Abstract:
In today's world, traffic monitoring and surveillance are becoming increasingly popular.
Traffic data analysis relies heavily on computer vision and its tools. One of the challenging tasks
in this domain is real-time detection and classification of moving vehicles. Varying image quality,
size, occlusion, similar vehicle shape, camera angle, etc., are some of the primary problems in the
classification phase. Additionally, issue of moving cast shadow makes it challenging to design
robust foreground detection and identification algorithms. The absence of standardization of urban
traffic data is noted as a major problem that must be addressed by the research community to
proceed in identifying and removing the moving cast shadow detection correctly. This work
systematically analyzes existing vision and deep learning models for multiple standard and custom
datasets. Moreover, a variety of computer vision and deep learning-based algorithms have been
explored and examined in this dissertation before settling on the state-of-the-art pipeline for
vehicle detection and accurate classification. The pipeline incorporates the queue length estimation
at a signal intersection using a comprehensive and complex urban dataset acquired locally.
To kickstart the research, four different datasets with various challenging conditions have been
acquired. These datasets include the NIPA dataset, Toll Plaza dataset, urban dataset (I, II, III), and
university road dataset. For vehicle detection, several conventional (i.e., Blob statistics and Haar
cascade method) and advanced techniques (MobileNet, ResNet, Inception, and different variants
of YOLO) have been investigated on different datasets with a variety of challenging conditions.
Shadow pre-processing has been investigated using different GAN-based and gamma correction based methods. Furthermore, both fine-grained and coarse classification problems have been
examined using several simple and advanced classification algorithms including ANN, ResNet,
MobileNet, and EfficientNet models. Also, fine-grained classification has been examined using
one-shot learning and compared the fusion-based novel technique (Fused edge features (FE-CNN)
for both coarse and fine-grained classification.
Consideration of all these techniques paved the way toward the development of the proposed
state-of-the-art and an end-to-end solution. The comprehensive and complex dataset (i.e., Karachi
signal dataset) has been acquired, performed vehicle detection and tracking using binary YOLO
and deepSORT algorithms and removed the shadow artifacts using the combination of gamma correction and the pre-trained ghost-free model. Further, fine-grained, and coarse vehicle
classification was carried out using EfficientNet and FE-CNN, respectively. Finally, queue length
was estimated using both classification methods at the signal intersection in a complex urban
environment using the exact dimensions of the detected and predicted vehicles in a particular lane.

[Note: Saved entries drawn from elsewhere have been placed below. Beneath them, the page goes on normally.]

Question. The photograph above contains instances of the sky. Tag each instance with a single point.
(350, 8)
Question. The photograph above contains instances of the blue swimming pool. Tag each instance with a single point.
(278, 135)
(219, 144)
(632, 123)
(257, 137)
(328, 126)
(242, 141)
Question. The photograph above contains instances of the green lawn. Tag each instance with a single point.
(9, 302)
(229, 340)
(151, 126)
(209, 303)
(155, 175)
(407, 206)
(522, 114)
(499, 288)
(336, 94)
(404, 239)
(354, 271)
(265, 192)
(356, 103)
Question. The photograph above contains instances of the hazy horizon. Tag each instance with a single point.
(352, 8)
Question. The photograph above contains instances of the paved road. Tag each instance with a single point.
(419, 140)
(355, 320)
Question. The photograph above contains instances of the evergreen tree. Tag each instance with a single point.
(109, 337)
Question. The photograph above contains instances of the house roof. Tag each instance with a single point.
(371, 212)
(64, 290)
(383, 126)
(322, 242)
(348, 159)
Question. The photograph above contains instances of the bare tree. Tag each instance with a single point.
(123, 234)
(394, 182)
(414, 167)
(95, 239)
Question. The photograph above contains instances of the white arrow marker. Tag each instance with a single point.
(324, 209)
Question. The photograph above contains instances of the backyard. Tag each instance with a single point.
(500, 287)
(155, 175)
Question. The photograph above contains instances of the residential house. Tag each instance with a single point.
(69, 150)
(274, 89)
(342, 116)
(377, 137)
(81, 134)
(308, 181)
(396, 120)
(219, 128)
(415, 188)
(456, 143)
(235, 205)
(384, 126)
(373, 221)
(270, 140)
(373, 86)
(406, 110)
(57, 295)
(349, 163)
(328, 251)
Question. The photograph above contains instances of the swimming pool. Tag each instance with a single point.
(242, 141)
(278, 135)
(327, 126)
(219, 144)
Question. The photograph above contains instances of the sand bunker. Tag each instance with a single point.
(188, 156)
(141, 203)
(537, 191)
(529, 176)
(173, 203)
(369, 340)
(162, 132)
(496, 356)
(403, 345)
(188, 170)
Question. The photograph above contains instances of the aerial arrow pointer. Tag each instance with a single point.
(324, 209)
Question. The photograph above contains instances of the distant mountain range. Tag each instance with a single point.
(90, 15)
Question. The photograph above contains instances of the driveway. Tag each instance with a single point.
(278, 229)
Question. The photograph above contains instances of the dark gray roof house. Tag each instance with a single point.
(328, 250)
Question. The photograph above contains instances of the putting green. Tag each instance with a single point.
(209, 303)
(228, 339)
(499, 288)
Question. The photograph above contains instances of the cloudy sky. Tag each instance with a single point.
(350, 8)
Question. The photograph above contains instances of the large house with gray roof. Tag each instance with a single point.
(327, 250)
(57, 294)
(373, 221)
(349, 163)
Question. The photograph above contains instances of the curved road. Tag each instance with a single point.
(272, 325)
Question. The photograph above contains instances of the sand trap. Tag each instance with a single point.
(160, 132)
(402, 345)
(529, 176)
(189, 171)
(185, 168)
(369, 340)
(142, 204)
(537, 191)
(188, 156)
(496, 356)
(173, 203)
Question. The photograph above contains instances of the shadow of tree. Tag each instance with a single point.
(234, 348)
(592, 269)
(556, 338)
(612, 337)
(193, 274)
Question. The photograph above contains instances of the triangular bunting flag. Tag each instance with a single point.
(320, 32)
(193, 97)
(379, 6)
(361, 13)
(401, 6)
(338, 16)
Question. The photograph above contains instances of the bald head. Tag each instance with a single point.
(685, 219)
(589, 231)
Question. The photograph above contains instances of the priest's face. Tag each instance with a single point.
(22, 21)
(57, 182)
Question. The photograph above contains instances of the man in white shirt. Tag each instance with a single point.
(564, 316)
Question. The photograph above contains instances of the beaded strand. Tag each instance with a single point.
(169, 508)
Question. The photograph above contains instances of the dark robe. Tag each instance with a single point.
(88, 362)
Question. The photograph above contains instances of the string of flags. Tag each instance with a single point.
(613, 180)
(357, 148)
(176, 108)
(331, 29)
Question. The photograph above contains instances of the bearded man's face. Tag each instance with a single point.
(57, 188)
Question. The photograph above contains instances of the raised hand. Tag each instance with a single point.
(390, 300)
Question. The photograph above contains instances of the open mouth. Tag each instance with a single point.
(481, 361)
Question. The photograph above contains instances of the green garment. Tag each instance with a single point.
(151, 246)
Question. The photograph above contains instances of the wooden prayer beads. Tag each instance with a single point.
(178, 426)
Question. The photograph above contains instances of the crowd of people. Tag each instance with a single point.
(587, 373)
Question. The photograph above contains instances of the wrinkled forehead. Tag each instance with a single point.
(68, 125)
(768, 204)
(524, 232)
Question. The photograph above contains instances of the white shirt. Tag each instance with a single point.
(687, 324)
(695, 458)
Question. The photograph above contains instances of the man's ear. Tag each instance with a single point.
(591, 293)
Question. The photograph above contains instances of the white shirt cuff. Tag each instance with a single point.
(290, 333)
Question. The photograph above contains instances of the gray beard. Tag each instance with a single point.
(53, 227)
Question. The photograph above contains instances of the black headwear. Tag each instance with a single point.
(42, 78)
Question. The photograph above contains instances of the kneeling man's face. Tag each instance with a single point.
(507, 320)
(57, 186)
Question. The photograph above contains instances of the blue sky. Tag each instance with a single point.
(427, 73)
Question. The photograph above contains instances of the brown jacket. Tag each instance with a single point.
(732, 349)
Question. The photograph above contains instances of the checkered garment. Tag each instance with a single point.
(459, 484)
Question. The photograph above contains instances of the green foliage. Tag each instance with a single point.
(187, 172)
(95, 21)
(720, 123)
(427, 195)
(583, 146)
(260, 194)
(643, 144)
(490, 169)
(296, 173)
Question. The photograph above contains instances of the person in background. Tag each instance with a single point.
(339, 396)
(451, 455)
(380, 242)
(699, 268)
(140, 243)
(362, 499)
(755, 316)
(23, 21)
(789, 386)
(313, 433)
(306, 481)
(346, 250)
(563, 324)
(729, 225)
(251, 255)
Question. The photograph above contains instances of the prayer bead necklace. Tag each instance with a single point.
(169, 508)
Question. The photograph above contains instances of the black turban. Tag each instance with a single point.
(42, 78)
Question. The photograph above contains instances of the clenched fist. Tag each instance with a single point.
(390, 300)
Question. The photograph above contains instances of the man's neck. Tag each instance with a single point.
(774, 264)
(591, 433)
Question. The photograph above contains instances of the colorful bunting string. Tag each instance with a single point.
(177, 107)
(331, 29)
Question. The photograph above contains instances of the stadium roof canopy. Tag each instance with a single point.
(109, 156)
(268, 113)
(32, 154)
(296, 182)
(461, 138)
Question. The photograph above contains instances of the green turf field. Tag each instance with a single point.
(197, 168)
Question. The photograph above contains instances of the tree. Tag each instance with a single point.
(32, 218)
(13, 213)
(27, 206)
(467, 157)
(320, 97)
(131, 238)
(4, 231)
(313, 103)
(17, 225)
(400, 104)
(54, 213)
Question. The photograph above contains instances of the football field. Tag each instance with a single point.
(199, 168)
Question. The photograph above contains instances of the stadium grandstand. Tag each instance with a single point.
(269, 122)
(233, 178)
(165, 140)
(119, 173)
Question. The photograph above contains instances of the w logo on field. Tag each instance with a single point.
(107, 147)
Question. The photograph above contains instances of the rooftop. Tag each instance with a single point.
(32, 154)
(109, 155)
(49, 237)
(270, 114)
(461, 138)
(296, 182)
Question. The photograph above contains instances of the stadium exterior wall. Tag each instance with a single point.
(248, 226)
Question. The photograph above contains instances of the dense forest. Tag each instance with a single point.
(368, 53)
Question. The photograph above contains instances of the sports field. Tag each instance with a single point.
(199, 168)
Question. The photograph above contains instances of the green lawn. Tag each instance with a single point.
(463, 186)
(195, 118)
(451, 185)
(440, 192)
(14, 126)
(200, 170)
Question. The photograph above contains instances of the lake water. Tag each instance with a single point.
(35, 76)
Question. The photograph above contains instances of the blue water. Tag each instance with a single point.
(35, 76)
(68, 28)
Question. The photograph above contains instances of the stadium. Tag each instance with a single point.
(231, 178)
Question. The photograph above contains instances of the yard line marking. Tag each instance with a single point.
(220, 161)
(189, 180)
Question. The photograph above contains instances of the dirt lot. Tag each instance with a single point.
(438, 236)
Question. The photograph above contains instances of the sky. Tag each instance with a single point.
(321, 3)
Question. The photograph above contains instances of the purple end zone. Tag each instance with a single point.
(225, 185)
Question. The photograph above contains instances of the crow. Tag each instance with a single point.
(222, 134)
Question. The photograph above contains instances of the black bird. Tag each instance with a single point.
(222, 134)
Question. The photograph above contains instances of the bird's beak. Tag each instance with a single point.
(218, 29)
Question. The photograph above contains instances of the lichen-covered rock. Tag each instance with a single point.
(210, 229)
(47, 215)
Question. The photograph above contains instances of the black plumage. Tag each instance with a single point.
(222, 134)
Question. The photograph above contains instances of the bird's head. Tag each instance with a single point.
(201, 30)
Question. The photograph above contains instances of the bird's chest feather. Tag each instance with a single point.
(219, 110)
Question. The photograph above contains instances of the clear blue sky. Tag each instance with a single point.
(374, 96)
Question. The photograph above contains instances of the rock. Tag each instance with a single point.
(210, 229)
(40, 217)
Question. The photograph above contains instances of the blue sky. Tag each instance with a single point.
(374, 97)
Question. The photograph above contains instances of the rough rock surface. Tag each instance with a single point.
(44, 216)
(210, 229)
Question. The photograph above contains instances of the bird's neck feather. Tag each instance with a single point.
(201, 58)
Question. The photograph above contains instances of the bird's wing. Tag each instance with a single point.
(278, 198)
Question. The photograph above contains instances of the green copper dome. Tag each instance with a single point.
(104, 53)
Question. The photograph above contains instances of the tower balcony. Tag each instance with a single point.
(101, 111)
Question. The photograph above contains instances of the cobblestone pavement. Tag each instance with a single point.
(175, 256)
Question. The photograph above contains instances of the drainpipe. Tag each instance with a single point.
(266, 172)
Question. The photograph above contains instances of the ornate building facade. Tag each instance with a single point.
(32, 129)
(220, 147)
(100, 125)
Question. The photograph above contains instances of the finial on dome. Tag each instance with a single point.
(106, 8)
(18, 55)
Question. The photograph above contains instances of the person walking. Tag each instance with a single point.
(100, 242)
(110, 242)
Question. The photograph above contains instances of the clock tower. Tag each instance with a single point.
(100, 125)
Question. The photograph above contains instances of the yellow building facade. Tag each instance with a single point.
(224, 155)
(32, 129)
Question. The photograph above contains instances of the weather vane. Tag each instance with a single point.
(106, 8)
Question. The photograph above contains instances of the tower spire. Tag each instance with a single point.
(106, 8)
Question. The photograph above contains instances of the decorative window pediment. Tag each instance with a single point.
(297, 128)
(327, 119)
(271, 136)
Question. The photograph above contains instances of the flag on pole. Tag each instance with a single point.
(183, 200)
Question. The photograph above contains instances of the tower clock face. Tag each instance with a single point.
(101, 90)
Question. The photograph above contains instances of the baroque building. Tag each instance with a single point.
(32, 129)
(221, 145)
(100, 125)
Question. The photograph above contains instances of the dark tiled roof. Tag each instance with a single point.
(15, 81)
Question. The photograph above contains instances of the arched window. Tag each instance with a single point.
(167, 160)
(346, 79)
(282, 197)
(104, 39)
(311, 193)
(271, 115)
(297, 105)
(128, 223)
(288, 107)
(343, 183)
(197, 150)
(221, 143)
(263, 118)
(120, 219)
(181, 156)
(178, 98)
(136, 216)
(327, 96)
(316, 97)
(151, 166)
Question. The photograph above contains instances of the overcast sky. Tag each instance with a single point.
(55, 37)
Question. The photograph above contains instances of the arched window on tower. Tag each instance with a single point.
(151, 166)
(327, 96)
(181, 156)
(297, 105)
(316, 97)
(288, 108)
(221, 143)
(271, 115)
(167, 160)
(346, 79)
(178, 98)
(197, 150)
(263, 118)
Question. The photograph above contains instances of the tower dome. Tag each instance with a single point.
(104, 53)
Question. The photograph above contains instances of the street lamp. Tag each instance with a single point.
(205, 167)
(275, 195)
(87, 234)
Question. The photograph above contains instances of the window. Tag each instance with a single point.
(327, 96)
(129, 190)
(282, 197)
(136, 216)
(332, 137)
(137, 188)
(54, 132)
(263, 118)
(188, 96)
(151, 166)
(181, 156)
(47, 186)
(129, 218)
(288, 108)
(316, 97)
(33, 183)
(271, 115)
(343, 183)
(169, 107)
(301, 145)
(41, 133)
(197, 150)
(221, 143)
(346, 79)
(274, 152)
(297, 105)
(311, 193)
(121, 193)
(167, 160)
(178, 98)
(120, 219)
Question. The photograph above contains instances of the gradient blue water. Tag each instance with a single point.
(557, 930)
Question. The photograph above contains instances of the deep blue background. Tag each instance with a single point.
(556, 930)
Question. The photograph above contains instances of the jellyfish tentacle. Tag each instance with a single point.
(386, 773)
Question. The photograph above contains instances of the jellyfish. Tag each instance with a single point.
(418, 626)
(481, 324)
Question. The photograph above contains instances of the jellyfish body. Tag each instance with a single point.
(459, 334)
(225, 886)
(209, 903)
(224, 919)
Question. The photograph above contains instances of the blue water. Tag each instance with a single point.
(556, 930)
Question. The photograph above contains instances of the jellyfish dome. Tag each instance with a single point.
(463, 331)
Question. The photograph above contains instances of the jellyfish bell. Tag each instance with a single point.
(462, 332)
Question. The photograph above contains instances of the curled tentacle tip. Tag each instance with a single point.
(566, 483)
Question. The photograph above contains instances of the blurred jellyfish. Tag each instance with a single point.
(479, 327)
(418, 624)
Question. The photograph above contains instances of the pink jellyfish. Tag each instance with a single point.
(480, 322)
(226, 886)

Due to unavailability of data from roadside sensors, binary YOLO which forecasts the vehicle
count as effectively as road sensors, is used as the benchmark queue length. The proposed end to
end system is independent of camera calibration and road parameters and works as a complete
solution for an outdoor, complex, shadow centered urban traffic scenario giving a queue length
accuracy of more than 93%. In low traffic environment, binary YOLO, FE-CNN and EfficientNet
has reported the average root mean square (RMSE) of 13.61, 6.79 and 1.22, respectively. However,
the RMSE of 22.39, 15.38, 2.29 and 28.81, 4.69, 10.16 have been observed in the medium and
dense traffic scenarios, respectively. Since binary YOLO only provides information on the total
count of vehicles, it can be estimated to be equivalent to results of ground sensors. The RMSE
error of Binary YOLO is highest among all queue length estimation algorithms which shows that
queue length based on only vehicle count is inaccurate as compared to our approach. The proposed
queue length estimation pipeline based on vehicle count and classification produced excellent
queue estimates. The fine-grained classification based on EfficientNet outperforms other
techniques with the lowest root mean square error in low and medium traffic scenarios, while
course classification based on FE-CNN has the lowest error in dense traffic.
The proposed system will help in reducing road accidents, identifying vehicles for security
purposes, categorizing heavy traffic on urban roads, and adjusting traffic signal timings etc. It is
believed that this research will lead the ground for the development of more reliable algorithms
for use in real-world systems. As a future work, an in-depth investigation can be conducted to
improve the developed algorithms by including optimal vehicle make, model and logo recognition,
which would increase the proposed model's stability for diverse applications. Also, the suggested
technique can also be expanded to incorporate the vehicle manufacturer (make) or integrating
manufacturing year (model) hence increasing the system's dynamic nature. Additionally, the
proposed approaches are easily adaptable to various situations in which the camera is not permanently
installed, such as an onboard camera on a mobile surveillance vehicle.